Courtesy North Central Community Association |
"One of the most striking findings is that concern
about climate change is not only, or even mostly, a product of how much
people know about science. Increased knowledge tends to harden existing
opinions (Nature Climate Change, vol 2, p 732).
These findings, and many more, are increasingly available to campaigners and science communicators,
but it is not clear that lessons are being learned. In particular,
there is a great deal of resistance towards the idea that communicating
climate change requires more than explaining the science.
The IPCC report,
due out on 27 September, will provide communicators with plenty of
factual ammunition. It will inevitably be attacked by climate deniers.
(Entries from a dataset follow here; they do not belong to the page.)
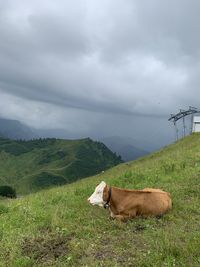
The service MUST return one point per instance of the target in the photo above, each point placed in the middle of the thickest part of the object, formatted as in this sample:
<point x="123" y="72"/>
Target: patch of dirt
<point x="46" y="248"/>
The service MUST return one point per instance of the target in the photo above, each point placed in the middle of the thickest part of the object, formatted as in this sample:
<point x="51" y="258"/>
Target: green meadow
<point x="29" y="166"/>
<point x="57" y="227"/>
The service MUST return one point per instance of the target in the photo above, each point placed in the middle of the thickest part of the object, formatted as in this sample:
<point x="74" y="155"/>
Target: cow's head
<point x="97" y="197"/>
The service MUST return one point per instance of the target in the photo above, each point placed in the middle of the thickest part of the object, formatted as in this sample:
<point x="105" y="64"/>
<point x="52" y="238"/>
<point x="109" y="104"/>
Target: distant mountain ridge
<point x="14" y="129"/>
<point x="33" y="165"/>
<point x="123" y="147"/>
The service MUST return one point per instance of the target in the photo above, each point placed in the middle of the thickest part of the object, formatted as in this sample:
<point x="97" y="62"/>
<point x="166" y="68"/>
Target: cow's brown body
<point x="126" y="204"/>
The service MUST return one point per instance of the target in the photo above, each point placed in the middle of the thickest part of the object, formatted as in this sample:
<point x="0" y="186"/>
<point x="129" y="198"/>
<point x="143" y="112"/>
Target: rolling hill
<point x="33" y="165"/>
<point x="57" y="227"/>
<point x="124" y="147"/>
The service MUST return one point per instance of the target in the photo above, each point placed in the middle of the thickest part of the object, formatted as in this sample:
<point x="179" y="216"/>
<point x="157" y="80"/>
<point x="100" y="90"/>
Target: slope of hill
<point x="58" y="227"/>
<point x="29" y="166"/>
<point x="124" y="147"/>
<point x="14" y="129"/>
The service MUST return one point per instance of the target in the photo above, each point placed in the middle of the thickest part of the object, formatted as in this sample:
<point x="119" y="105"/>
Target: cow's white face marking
<point x="97" y="197"/>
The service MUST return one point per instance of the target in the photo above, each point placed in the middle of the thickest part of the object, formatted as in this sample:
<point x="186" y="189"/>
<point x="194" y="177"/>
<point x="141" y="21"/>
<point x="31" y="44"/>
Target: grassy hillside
<point x="58" y="227"/>
<point x="30" y="166"/>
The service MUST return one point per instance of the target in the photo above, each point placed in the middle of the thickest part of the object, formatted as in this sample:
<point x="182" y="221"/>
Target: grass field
<point x="57" y="227"/>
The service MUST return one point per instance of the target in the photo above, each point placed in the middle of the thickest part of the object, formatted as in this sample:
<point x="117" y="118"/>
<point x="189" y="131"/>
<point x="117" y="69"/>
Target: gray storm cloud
<point x="82" y="64"/>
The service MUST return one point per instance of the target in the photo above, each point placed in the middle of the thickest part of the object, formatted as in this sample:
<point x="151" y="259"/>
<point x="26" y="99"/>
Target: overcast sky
<point x="99" y="67"/>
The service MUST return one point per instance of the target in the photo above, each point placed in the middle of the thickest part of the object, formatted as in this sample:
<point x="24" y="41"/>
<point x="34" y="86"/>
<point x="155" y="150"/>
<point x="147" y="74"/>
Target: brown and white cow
<point x="125" y="204"/>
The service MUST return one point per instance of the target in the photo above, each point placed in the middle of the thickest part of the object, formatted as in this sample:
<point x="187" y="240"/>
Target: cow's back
<point x="155" y="202"/>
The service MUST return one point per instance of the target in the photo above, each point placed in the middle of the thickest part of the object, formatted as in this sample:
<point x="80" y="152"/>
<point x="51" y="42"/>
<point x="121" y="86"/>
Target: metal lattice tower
<point x="181" y="115"/>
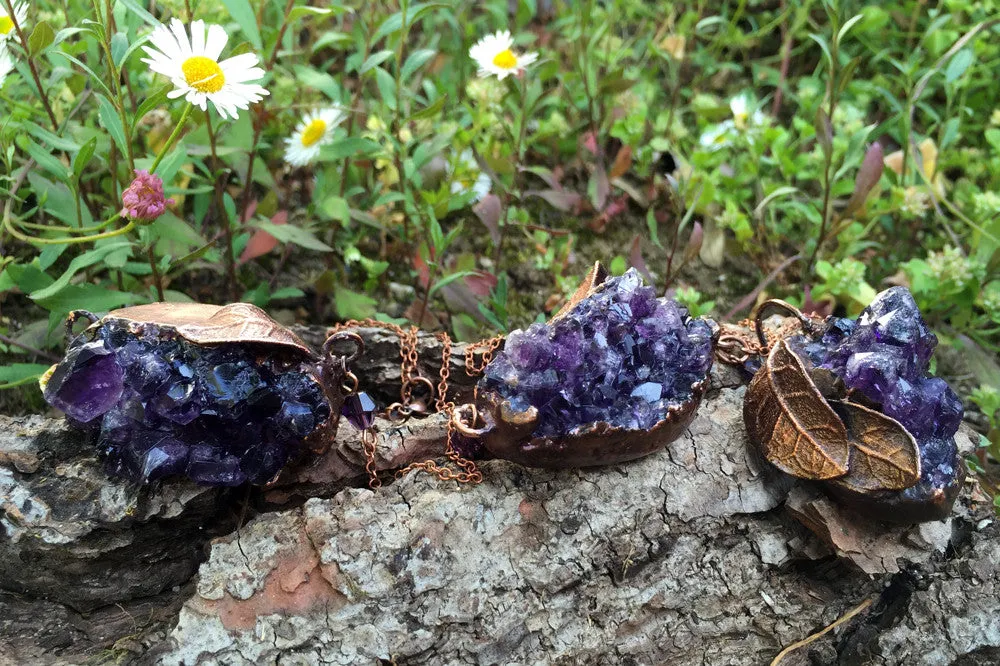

In response, rebuttals, debunkings and counter-arguments will pour
forth, as fighting denial has become a cottage industry in itself.
None of it will make any real difference.
This is for the simple reason that the argument is not really about the
science; it is about politics and values." (Emphasis mine.)
I continue to believe that it's also about pocketbooks and personal impacts. If people understand just how THEY will be PERSONALLY impacted - not "the planet," and not "in the future" - they might just listen up.
The data bores people. The crystal ball gazing irritates people. Only by telling folks where the rubber will meet the road and sharing the ways this will be seriously screwing with them in very short order, can we hope to get a response that will push the political needle anywhere near getting us a solution.
And that needs to happen fast. In fact, not fast, but yesterday. Anyone have any bright ideas?